CXCL17 is a mucosal chemokine that associates with human diseases including idiopathic pulmonary fibrosis (IPF) and cancer. CXCL17 is an antimicrobial mucosal chemokine that may play a role in the pathogenesis of interstitial lung diseases. Especially, CXCL17 is a homeostatic, mucosa-associated chemokine. CXCL17 also exhibits antimicrobial activity. CXCL17 significantly reduces the survival of bacteria or fungi by 3–4 orders of magnitude in a dose-dependent manner.
GPR35 is the receptor of CXCL17. GPR35 expresses in mucosal tissues, in CXCL17-responsive monocytes, and in the THP-1 monocytoid cell line. Furthermore, GPR35 expression downregulates in the lungs of Cxcl17-/- mice, which exhibit defects in macrophage recruitment to the lungs. GPR35 is a G-protein coupled receptor. Thus, GPR35 regulation appears to have profound physiological and pathophysiological implications. These probes will serve as novel tools to delineate the biochemistry of GPR35 as potential therapeutics to selectively target pathways underlying pain and to enhance our understanding of the molecular basis of addiction.

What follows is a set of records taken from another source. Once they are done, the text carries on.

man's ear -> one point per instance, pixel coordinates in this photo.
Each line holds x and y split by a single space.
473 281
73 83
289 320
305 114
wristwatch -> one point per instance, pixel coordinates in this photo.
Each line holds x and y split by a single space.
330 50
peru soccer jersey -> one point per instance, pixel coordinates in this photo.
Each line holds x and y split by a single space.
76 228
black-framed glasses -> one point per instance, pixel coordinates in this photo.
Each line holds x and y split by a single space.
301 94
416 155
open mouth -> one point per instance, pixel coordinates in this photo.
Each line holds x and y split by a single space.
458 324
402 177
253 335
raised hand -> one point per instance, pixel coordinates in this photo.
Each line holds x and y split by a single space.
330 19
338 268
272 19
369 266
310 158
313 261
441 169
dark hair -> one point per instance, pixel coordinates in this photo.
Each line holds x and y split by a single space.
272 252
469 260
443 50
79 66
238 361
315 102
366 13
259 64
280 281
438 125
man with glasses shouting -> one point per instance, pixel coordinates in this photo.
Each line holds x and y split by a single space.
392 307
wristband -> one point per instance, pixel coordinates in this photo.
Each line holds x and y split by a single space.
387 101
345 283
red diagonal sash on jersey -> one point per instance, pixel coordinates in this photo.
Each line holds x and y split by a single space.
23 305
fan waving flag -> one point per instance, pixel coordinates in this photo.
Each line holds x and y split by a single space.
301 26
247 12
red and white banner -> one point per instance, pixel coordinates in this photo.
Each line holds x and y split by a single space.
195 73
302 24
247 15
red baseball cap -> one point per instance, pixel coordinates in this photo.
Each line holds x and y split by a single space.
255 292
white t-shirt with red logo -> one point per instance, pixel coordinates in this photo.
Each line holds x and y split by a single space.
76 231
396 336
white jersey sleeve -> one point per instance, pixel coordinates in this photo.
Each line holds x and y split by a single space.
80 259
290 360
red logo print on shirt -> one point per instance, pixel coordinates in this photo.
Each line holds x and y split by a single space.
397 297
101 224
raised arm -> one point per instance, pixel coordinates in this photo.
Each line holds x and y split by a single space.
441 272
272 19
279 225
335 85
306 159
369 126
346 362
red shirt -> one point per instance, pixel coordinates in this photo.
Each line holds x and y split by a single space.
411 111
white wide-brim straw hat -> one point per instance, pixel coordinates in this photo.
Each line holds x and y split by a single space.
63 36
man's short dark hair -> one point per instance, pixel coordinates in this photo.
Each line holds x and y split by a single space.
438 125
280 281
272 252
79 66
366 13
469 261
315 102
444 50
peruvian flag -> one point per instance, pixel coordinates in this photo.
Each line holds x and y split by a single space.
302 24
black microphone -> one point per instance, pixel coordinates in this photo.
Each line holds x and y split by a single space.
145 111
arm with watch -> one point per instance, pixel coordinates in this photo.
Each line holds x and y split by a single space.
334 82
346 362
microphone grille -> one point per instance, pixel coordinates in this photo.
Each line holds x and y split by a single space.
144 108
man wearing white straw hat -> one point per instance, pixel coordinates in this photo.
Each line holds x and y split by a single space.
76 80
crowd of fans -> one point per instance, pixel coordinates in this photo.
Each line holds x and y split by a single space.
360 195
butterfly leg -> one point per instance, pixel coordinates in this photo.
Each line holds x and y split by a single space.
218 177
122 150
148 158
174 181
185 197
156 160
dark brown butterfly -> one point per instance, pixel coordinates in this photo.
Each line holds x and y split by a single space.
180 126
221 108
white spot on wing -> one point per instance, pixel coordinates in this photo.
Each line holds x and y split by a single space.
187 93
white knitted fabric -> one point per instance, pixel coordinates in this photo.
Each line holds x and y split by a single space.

In this study, Binti Mohd Amir NAS, et al examined whether the migratory responses of PGE2-treated THP-1 cells were sensitive to ML 145. In particular, ML 145 is a potent, selective antagonist of human GPR35 with an IC50 value against EC80 concentrations of various GPR35 agonists in the region of 20 nM. All in all, ML 145 is a highly selective human GPR35 antagonist in β-arrestin-2 interaction assays. Importantly, GPR35 is a target for gastrointestinal diseases.